A federal judge on Tuesday ruled that a trio of such athletes are not — as they contended in a lawsuit — ”employees” of the university, and thus not subject to federal labor laws guaranteeing a minimum wage for their work.
“The Supreme Court has recognized that there exists in this country a ‘revered tradition of amateurism in college sports,’ a fact that cannot reasonably be disputed,” Judge William T. Lawrence wrote in dismissing the case. (See the full ruling below.) “So, too, is the fact that generations of Penn students have vied for the opportunity to be part of that revered tradition with no thought of any compensation.”
The ruling comes as the issue of athlete rights — and compensation — hits the front burner in Philadelphia. Drexel University announced this month it will host a summit on the issue just as the NCAA basketball tournament is reaching its “March Madness” heights next month.
Among the participants: Taylor Branch, who wrote a much-noted 2011 cover story for The Atlantic, making a civil rights case for athlete pay; Joe Nocera, the New York Times columnist who has written regularly on such topics; and Ed O’Bannon, a member of UCLA’s 1995 championship basketball team who later sued the NCAA for using his likeness in a video game without compensating him.
“While conversations about college sport are often system-focused, this is about the rights of college athletes,” said Ellen J. Staurowsky, a professor in Drexel’s Department of Sport Management, who is organizing the conference. “This also marks the first time that this group of leading experts have all shared a stage together. It is an exciting and important opportunity to envision a new paradigm for shaping the terms and conditions under which college athletes compete and live their lives.”
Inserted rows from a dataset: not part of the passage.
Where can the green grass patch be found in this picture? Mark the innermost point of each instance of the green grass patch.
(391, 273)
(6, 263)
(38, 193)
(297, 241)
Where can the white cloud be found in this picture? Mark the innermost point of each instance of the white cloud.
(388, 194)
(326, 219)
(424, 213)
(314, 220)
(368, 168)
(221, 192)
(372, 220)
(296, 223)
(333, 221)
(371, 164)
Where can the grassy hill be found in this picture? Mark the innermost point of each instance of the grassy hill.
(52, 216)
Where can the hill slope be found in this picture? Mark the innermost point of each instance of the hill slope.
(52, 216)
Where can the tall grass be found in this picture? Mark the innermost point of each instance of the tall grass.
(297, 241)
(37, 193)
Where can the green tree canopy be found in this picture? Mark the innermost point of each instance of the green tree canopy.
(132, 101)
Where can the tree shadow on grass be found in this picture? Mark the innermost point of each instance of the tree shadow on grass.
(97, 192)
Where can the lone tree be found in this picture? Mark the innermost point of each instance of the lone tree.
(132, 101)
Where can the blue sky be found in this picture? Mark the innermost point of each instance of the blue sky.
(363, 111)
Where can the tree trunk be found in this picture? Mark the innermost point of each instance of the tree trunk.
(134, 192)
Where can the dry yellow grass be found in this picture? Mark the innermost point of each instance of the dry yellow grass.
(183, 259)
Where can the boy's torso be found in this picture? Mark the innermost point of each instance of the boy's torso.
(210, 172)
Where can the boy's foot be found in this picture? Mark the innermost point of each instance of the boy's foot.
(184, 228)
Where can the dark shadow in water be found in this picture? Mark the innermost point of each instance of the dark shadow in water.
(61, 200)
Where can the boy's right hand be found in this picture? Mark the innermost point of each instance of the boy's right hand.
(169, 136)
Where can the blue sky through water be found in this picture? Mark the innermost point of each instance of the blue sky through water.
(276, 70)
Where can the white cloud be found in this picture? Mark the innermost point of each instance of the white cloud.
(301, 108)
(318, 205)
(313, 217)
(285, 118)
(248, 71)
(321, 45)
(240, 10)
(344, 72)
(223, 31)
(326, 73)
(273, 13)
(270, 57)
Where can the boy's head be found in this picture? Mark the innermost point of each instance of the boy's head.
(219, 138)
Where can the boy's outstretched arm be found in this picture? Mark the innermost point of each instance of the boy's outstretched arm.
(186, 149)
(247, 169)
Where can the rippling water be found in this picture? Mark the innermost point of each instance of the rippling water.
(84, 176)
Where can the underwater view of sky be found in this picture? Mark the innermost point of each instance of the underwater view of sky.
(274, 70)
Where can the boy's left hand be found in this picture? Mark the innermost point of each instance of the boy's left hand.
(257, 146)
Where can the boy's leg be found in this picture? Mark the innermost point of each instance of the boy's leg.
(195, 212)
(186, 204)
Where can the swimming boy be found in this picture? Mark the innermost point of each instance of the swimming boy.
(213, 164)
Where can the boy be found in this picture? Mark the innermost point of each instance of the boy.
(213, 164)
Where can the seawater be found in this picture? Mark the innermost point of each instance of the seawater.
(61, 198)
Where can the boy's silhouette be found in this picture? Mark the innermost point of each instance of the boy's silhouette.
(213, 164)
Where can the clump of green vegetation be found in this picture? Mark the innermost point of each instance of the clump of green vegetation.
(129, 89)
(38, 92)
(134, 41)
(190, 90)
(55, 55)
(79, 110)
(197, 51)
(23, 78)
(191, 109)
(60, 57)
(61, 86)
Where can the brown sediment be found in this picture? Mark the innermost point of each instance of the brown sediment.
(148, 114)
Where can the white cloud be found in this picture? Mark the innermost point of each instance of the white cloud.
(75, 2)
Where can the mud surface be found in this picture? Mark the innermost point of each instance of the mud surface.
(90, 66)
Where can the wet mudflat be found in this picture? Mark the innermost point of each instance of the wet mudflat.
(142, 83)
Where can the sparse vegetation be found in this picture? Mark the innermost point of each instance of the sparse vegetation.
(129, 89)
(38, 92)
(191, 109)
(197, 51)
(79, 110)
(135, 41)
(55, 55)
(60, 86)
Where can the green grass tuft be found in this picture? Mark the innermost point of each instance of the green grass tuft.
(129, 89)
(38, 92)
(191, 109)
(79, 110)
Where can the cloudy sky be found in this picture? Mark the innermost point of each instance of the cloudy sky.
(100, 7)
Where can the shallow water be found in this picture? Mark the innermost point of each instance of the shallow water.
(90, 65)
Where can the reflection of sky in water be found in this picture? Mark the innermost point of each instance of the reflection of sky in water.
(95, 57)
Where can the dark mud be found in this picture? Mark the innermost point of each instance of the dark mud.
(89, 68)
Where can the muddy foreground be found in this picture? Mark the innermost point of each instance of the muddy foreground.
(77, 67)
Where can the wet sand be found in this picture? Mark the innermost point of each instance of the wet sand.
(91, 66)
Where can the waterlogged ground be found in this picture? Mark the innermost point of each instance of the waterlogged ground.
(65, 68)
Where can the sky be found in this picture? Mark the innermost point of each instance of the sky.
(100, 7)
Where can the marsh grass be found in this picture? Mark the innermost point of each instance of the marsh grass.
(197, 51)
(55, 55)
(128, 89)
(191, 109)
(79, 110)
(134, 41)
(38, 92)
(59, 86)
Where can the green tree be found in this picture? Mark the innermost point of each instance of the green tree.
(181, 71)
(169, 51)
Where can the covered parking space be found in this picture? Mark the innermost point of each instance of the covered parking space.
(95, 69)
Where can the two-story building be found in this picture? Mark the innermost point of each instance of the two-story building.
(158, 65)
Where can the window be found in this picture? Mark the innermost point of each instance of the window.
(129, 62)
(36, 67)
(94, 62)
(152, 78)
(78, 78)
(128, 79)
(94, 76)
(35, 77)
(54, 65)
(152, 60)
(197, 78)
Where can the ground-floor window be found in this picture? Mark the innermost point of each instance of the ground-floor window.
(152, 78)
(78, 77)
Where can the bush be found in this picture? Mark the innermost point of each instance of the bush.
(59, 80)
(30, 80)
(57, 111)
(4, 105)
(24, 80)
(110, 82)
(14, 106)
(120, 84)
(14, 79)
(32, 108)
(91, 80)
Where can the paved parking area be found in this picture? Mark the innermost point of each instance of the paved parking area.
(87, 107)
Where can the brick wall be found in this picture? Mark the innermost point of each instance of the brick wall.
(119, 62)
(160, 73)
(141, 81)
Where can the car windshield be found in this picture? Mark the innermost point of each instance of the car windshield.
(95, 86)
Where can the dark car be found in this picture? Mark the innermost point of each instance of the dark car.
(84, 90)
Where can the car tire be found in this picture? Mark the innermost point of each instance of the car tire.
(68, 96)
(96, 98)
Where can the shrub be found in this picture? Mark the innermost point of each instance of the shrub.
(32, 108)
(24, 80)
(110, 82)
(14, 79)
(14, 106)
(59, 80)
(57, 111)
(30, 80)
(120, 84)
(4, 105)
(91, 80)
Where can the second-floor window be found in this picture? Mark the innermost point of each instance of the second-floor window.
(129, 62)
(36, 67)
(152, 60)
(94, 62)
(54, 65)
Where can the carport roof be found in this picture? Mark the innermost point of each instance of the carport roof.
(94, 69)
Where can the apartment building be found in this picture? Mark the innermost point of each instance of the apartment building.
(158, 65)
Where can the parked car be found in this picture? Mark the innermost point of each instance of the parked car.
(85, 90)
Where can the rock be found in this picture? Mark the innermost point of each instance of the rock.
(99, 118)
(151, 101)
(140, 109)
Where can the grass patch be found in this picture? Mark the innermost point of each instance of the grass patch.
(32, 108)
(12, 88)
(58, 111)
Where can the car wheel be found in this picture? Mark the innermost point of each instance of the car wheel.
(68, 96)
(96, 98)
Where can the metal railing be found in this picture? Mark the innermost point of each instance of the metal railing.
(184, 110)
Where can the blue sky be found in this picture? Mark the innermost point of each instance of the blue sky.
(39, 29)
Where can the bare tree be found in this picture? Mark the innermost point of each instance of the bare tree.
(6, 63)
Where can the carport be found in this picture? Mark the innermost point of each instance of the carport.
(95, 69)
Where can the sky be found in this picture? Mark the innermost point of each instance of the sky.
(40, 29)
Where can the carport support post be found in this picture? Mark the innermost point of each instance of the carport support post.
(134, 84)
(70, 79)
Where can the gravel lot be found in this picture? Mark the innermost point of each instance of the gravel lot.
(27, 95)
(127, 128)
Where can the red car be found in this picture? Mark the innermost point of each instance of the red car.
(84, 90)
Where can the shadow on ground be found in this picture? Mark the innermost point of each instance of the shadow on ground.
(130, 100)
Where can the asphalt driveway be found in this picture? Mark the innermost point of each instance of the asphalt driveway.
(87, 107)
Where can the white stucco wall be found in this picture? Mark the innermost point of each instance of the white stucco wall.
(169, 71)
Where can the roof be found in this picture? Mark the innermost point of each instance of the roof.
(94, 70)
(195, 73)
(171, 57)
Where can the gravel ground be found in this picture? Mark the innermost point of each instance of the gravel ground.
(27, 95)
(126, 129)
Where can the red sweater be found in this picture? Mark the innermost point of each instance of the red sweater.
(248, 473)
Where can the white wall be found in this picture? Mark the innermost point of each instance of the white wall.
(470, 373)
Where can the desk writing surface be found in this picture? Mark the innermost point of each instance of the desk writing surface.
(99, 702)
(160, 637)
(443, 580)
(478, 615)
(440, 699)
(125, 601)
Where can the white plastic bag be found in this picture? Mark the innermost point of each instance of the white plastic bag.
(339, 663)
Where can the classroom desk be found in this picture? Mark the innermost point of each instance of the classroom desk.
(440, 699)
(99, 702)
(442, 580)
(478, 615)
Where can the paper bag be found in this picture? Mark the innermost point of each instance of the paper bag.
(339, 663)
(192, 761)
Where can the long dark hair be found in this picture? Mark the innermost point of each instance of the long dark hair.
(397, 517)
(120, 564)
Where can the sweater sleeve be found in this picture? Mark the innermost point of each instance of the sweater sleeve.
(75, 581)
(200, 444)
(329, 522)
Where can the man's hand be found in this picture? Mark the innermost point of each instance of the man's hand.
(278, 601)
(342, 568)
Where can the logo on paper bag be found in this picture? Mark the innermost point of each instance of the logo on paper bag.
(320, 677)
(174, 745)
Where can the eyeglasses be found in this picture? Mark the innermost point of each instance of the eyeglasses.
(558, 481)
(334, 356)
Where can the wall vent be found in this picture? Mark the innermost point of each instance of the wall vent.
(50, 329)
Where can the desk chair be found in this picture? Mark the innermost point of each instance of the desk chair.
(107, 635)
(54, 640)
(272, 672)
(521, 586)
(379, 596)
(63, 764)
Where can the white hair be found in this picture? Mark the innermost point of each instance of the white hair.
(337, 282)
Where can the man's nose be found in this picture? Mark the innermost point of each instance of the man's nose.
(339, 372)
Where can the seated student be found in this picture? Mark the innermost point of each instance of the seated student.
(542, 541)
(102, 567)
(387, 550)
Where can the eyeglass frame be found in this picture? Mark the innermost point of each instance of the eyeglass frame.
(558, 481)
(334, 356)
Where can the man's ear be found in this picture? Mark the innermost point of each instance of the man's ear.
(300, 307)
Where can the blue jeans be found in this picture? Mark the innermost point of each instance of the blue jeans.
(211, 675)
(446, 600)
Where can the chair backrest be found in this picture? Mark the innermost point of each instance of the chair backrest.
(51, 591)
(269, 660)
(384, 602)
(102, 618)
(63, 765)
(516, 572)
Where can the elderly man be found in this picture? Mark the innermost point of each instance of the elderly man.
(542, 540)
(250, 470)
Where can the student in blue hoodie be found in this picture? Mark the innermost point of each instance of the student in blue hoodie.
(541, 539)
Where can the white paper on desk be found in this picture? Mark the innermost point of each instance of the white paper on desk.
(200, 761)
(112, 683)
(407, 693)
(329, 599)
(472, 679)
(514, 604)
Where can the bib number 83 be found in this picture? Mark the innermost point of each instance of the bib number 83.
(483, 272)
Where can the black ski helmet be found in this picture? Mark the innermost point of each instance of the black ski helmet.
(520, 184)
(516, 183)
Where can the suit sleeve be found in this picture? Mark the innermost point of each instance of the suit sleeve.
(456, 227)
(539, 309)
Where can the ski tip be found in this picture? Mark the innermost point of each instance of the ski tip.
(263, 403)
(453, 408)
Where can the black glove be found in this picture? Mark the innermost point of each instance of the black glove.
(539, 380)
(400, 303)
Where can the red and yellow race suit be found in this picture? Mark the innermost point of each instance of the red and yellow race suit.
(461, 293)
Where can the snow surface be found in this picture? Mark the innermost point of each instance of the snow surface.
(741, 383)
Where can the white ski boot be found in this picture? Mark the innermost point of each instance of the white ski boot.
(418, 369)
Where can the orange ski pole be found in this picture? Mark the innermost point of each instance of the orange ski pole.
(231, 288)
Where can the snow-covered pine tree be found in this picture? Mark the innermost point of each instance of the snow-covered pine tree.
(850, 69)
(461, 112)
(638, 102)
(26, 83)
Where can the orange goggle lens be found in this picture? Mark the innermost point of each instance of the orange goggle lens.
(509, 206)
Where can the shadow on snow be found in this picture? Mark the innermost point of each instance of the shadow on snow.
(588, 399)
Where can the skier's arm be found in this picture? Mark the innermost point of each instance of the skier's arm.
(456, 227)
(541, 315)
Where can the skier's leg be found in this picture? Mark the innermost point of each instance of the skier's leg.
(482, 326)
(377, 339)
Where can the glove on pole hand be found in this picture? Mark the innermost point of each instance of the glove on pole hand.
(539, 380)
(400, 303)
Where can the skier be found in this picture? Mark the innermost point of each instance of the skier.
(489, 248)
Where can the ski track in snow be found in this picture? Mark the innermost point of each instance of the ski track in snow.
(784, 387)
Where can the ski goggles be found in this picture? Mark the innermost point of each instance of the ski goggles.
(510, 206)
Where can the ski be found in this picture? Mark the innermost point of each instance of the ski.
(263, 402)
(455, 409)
Back at Penn, the lawsuit was brought by Lauren Anderson, Gillian Berger, and Taylor Hennig, each of whom competed for the university’s track and field team. Berger and Hennig were on the team as recently as the 2014-15 school year, Anderson most recently the year before that.
The trio sued the NCAA, contending that “the NCAA and NCAA Division I Member Schools suffered or permitted, and benefitted from, the unpaid labor of Plaintiffs” and other athletes, and that “the NCAA could have adopted NCAA bylaws recognizing student athletes as temporary employees under (federal labor law) and authorizing payment of lawfully-earned, modest wages.”
But Judge Lawrence said there was no evidence that Congress intended federal labor laws — specifically, the Fair Standards Labor Act — to apply to college athletes.
“The existence of thousands of unpaid college athletes on college campuses each year is not a secret,” he wrote, “and yet the Department of Labor has not taken any action to apply the FLSA to them.”
The Drexel conference is March 24 – 26 at the National Constitution Center and Drexel University.